Gonna go torch them after I eat!
Then maybe haul some manure back there, to fill in some bald spots!
And maybe bring home more sticks to burn!
Or just nap!


----------



## Farmer Kitty (Apr 10, 2009)

I vote for a nap! 

Why does the cow refuse to come home? Did something spook her and now she refuses to cross a certain point or what?


----------



## Thewife (Apr 10, 2009)

Farmer Kitty said:
			
		

> I vote for a nap!
> 
> Why does the cow refuse to come home? Did something spook her and now she refuses to cross a certain point or what?


She's just keeping her calf away from everybody!
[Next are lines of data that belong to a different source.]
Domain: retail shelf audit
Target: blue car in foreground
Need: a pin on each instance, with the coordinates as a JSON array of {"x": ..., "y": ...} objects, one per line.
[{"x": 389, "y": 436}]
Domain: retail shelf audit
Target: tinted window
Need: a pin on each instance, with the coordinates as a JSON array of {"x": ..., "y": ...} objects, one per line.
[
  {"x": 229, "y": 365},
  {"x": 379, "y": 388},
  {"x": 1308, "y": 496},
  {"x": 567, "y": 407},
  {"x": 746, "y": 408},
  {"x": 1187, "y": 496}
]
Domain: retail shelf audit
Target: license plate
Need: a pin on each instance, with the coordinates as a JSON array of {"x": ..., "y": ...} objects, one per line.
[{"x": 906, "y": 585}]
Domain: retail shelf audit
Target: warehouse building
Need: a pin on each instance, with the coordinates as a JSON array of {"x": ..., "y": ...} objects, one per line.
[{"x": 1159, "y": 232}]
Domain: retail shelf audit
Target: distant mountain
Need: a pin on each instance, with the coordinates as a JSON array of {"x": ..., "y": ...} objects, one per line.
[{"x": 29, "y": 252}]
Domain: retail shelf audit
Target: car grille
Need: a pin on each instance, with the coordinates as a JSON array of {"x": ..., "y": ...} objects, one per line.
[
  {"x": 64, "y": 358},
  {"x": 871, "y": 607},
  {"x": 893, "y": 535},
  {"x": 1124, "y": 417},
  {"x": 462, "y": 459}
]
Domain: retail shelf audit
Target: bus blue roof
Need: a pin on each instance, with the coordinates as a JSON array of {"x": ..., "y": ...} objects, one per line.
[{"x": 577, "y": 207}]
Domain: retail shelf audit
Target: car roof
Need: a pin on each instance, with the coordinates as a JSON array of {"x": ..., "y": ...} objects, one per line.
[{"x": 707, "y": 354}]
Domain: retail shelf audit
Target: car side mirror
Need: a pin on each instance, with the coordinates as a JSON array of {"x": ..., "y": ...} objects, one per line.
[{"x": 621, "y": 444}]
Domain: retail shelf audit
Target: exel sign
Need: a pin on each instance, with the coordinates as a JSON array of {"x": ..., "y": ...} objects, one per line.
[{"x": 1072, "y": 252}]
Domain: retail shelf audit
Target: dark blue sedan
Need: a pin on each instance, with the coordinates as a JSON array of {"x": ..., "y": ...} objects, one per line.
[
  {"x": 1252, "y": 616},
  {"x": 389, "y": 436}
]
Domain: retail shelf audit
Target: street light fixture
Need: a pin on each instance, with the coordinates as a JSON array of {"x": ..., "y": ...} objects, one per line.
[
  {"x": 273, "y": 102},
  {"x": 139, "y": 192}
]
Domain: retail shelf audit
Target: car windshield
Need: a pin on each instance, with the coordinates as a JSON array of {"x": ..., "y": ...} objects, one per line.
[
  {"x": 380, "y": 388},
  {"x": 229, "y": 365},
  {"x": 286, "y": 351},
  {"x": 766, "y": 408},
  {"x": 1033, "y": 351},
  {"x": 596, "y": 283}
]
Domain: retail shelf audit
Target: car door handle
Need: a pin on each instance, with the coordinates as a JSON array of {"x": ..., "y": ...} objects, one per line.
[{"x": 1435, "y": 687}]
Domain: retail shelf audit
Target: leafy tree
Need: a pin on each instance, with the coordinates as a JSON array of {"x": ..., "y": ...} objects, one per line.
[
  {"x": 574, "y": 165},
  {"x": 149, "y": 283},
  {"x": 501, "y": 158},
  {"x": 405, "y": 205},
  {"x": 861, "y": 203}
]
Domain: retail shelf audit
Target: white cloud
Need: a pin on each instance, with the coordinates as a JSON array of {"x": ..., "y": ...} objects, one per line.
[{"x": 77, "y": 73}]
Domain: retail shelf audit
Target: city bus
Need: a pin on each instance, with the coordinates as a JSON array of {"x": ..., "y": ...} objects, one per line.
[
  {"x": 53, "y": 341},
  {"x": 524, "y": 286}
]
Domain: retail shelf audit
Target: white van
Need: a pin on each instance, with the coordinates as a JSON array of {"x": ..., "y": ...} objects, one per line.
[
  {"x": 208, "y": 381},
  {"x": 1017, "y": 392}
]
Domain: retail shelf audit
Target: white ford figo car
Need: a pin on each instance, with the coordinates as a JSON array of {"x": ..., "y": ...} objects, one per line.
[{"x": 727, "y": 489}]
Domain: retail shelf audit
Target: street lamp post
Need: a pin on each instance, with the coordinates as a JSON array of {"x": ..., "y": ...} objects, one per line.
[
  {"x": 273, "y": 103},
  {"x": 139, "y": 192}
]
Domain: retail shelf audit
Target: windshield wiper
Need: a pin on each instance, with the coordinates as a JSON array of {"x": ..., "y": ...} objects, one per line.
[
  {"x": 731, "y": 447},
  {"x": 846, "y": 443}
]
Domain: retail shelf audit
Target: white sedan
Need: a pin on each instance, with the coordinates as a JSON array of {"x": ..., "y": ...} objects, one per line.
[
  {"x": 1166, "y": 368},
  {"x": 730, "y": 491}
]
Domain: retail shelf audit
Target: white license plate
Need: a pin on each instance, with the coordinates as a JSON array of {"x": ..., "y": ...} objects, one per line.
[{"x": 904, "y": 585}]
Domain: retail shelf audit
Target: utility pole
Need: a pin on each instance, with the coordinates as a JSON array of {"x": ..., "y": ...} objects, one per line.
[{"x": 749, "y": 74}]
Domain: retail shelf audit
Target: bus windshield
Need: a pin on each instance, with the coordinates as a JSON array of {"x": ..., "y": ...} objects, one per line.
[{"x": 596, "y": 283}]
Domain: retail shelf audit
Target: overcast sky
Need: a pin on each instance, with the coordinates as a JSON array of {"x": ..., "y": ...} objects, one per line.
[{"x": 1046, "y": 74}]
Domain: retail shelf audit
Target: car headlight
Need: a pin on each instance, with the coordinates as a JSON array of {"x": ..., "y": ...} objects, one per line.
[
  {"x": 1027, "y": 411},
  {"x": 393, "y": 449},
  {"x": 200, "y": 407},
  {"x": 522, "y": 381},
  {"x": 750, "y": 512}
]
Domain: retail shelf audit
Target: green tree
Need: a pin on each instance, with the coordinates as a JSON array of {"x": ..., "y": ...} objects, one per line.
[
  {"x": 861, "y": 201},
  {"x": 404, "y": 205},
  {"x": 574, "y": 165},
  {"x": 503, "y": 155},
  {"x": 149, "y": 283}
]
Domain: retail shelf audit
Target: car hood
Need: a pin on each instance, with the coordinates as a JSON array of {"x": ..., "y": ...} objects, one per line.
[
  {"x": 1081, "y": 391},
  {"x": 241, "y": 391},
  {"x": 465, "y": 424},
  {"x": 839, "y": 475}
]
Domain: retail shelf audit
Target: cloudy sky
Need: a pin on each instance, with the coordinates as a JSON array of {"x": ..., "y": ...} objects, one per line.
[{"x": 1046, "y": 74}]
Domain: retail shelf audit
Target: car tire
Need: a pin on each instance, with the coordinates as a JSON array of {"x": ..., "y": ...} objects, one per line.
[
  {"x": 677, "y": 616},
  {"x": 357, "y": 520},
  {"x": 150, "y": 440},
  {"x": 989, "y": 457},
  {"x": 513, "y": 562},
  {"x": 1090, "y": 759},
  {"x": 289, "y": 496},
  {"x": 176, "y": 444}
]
She learned yesterday, I deliver breakfast! 
Today she was waiting for me, in a nice secluded area, with her calf at her side!
I have few that have me trained to deliver food when they calve!


----------



## Farmer Kitty (Apr 10, 2009)

thewife said:
			
		

> Farmer Kitty said:
> 
> 
> 
> ...


 They have you well trained!


----------



## Thewife (Apr 10, 2009)

Farmer Kitty said:
			
		

> thewife said:
> 
> 
> 
> ...


Yep, I'm easily trained!

I had a cow years ago that I finally cut delivery too after about a week. I saw her come up with the herd, then headed back to HER spot, as soon as I started feeding that morning?
I think she would have done it all winter if I hadn't stopped!


----------



## wynedot55 (Apr 10, 2009)

well im here now.


----------



## Farmer Kitty (Apr 10, 2009)

It was so strange that no one--not even a guest was on, except me.


----------



## wynedot55 (Apr 10, 2009)

now thats way weird.


----------



## GrassFarmerGalloway (Apr 10, 2009)

Wow, look, everyone's on now!


----------



## Farmer Kitty (Apr 10, 2009)

GrassFarmerGalloway said:
			
		

> Wow, look, everyone's on now!


I know and it's great!


----------



## GrassFarmerGalloway (Apr 10, 2009)

Online: 
    Farmer Kitty,
    GrassFarmerGalloway,
    Iceblink,
    Imissmygirls,
    laughingllama75,
    WildRoseBeef,
    wynedot55 
    Kute Kitten



Start talking, everyone!


----------



## Kute Kitten (Apr 10, 2009)

GFG, add Kute Kitten!


----------



## GrassFarmerGalloway (Apr 10, 2009)

LOL, Okay.


----------



## Kute Kitten (Apr 10, 2009)

Thanks, I came on just after you posted that!


----------



## GrassFarmerGalloway (Apr 14, 2009)




----------



## Imissmygirls (Apr 14, 2009)

I am searching the net for material for the GD to use in our local Li'l  Miss Dairy Princess pageant.

Not much available that is suitable for a 6 yr old. 
Anyone have a favorite cow poem or song?


----------



## Farmer Kitty (Apr 15, 2009)

Have you looked at Cow Dreams by Steve Lucas? 

or

The Cow by Robert Louis Stevenson The also have Cow Trivia and facts 

The Cow showed up on several times in the kids cow poem search.


----------



## Farmer Kitty (Apr 15, 2009)

Peanut is watching a Blue's Clues video and on it they have a song of a little girl (Judy Lu) looking for her cow. He is a "Big, brown cow and his name is Drew" it turns out he was off to the store to get her some milk. I don't know the name of it. I will see if I can find it.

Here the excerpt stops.